Although no confirmed cases of swine flu — Influenza A H3N2v — have been reported in the Mahoning Valley, Canfield Fair organizers and health officials are reminding people to wash their hands regularly to prevent the spread of germs.
Fair Manager Bev Fisher said additional signs will be posted at barns reminding fairgoers to wash their hands and avoid taking food and drinks into the barns. Hand sanitizer stations and restrooms are readily available on the fairgrounds.
As a precaution, the piglets have been moved from Old MacDonald’s Barn to other pig displays at the 4-H area, she said.
Dr. Doug Wiley, the fair veterinarian, said he and his staff check all animals at the fair daily and will monitor the pigs to see if any might be sneezing or coughing.
“We do a visual inspection of all barns twice a day. ... All the livestock have health papers, and we deal with any issues that arise. If the animals are sick, we send them home,” he said.

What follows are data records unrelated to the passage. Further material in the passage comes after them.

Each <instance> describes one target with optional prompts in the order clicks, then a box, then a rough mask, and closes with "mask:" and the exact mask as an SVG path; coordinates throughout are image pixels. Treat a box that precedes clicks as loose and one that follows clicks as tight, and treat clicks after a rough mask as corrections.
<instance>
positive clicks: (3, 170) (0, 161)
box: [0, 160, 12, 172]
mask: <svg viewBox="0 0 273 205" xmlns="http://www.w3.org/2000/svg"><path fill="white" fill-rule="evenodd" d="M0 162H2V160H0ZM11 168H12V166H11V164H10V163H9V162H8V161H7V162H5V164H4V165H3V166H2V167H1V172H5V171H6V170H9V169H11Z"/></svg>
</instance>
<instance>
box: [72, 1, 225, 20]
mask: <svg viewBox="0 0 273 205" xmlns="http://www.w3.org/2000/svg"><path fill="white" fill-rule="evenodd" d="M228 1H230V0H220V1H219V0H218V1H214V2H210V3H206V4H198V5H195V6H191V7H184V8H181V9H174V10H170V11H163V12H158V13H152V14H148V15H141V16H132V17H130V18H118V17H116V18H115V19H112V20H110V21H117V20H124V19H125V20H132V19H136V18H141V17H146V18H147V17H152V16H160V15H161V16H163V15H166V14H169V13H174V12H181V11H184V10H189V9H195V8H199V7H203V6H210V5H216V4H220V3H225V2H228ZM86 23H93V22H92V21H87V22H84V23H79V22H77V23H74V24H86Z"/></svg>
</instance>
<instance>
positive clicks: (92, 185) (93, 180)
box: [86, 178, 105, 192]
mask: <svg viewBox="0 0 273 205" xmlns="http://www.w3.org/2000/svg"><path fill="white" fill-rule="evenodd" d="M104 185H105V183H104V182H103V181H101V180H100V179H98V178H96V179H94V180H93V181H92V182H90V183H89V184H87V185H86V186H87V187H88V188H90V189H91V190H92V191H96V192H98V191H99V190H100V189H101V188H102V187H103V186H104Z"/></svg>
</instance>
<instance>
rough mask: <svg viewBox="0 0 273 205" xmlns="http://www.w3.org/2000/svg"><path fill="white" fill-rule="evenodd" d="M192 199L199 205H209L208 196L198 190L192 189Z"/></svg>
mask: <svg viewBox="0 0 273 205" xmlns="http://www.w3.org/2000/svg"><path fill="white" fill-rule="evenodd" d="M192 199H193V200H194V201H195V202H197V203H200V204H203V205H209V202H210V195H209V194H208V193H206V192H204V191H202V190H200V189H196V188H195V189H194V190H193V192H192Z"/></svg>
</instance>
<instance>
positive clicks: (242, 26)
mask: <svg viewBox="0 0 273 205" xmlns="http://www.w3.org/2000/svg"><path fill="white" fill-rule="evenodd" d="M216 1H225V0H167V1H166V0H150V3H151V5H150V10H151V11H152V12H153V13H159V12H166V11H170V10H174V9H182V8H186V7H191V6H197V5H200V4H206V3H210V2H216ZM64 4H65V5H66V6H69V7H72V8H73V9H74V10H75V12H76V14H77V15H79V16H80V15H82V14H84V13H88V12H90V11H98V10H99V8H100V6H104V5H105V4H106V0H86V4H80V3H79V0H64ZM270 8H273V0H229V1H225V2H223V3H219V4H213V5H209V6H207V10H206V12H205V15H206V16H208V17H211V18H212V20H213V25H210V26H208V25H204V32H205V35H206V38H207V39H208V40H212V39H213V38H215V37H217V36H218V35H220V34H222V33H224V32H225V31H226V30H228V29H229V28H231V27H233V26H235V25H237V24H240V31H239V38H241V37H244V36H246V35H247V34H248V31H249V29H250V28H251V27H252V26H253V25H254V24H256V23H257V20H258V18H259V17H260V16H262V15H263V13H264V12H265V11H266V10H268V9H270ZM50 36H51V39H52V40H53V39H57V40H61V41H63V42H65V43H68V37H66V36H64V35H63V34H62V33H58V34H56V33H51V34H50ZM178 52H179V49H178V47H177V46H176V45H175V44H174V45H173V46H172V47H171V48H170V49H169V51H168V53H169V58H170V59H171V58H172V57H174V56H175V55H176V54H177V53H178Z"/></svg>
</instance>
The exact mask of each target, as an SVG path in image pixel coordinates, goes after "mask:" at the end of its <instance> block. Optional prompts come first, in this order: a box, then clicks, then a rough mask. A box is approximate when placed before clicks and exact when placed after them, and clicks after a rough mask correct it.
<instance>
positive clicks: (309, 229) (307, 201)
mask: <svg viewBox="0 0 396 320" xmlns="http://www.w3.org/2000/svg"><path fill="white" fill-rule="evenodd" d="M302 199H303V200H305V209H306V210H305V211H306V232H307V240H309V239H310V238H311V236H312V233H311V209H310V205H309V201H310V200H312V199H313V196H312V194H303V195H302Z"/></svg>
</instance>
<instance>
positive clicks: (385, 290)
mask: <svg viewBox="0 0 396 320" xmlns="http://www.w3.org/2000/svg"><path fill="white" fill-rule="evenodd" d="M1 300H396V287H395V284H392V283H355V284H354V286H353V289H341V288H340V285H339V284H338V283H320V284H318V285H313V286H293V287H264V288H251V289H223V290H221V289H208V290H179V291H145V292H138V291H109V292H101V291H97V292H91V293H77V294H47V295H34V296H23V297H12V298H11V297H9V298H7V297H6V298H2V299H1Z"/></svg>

Any “sick or stressed hogs that have a fever” will be sent to an off-site quarantine, Wiley said, adding that no cases have been reported in Mahoning County.
Dr. John Venglarcik, medical director for the Mahoning County District Board of Health, said the new swine flu is not spread by aerosol like measles.
He said the cases that have been reported in Indiana and western Ohio are associated with close contact with swine. The 17 cases in Butler County are believed to have been contacted by people who had contact with pigs at the Butler County Fair.
No deaths have been reported from H3N2v flu.
“It seems to be a mild illness,” Venglarcik said.
No cases were reported at fairs in Trumbull, Columbiana and Ashtabula counties.
“Caution is the word of the day; Come to the fair, and enjoy yourself,” Dr. Venglarcik said.